Brian O'Neill: Why keep video poker machines quasi-illegal?
March 10, 2016 12:00 AM
Bart Boatwright/Associated Press
By Brian O'Neill / Pittsburgh Post-Gazette
Yet another Pennsylvania lawmaker is under indictment, this one for allegedly helping a buddy push his illegal video poker machines on Mon Valley restaurant owners, but I’d like to interrupt the traditional tsk-tsking to ask this question.
Why are video poker machines still illegal outside of casinos?
Understand, please, this is no defense of state Rep. Mark Gergely, the White Oak Democrat now charged with conspiracy, gambling and dealing in the proceeds of illegal activity. He’ll have his preliminary hearing March 30, and nothing I say here is meant to help him.
But if you’ve never been in a tavern with a video poker machine, you haven’t gone out much. Paying the winners is officially prohibited, but universally expected. Without that rampant hypocrisy, no Pennsylvania lawmaker could act the two-bit influence peddler in any tavern because no tavern owner would need him.
Veterans groups and lawmakers have been seeking the legalization of video poker in taverns and clubs at least since the 1990s. The casinos have sought to protect their legal-gambling monopoly since the first ones opened nearly a decade ago, but they’re doing quite well even with illegal video poker payoffs occurring in countless bars across the commonwealth. So why not legalize them and let the state get a cut of the proceeds?
Some Western Pennsylvania lawmakers are hoping to do exactly that. State Rep. Mark Mustio, R-Moon, sponsored an amendment to a gaming bill that narrowly passed the House last December, 96-93. It would allow licensed liquor establishments to offer video poker payoffs legally, freeing Pennsylvania cops from ever again making like Claude Rains in “Casablanca’’ and playacting shock to find gambling going on in the local bar.
State Rep. Paul Costa, D-Wilkins, has been pushing this change for years. As a kid growing up in East Liberty in the 1960s, he remembers adults playing the numbers, with the winner determined by the last three digits of the closing stock market results in the newspaper. The illegal game faded out when the Pennsylvania Lottery premiered in 1972 and the revenue shifted from the racketeers to seniors programs.
Mr. Costa, 56, says he’s been on this quest more than a decade, but former Gov. Ed Rendell asked him to back off until after the casinos opened. He did, and Mr. Rendell became an ally in his second term, though the plan died after the governor said he wanted just one vendor for the entire state.

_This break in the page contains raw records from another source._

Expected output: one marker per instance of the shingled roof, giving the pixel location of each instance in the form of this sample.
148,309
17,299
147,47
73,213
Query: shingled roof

Now the idea is back. In the years since, Illinois has essentially run a pilot program for Pennsylvania. Almost two decades after it offered riverboat gambling, Illinois legalized video gaming and the first machine was played in October 2012. Though Chicago still bans the games, as do many towns in its metro area, Illinois had gaming in more than 5,000 bars, clubs and truck stops last year, each with up to five machines. The 22,000-plus machines took $11.3 billion in bets.
After machine payouts and the cuts taken by the vendors and establishments, the state treasury reaped more than $228 million in 2015 — up more than 38 percent from the year before. Illinois municipalities took in nearly $46 million.
Illinois would make any short list of states most like Pennsylvania. Its video poker machines are taking in hundreds of millions without its largest city, which makes up about 21 percent of its population. That’s a far bigger cut than would be Philadelphia and Pittsburgh combined, though I don’t know why any Pennsylvania city would want to miss this party.
With this state’s chronic money woes, Mr. Costa hopes finding a huge new source of revenue in “something that’s already going on’’ will make sense to enough of his fellow lawmakers. His ally across the aisle, Mr. Mustio, said the charges against Mr. Gergely points to the extent of the illegal activity.
With tens of thousands of these machines already paying off in the commonwealth, Mr. Mustio said, “let’s get revenue from them.” The casinos have a lot of leverage in Harrisburg, but he’d much rather see profits go to (or stay with) struggling local tavern owners and fraternal organizations than to out-of-state casino owners.
A state that has contemplated raising the sales and income taxes should first be sure it isn’t bypassing hundreds of millions of dollars in revenue there for the taking. Legalizing video poker would not change the culture. It would recognize existing bar culture.
Of course, an idea making sense has never ensured victory in Harrisburg.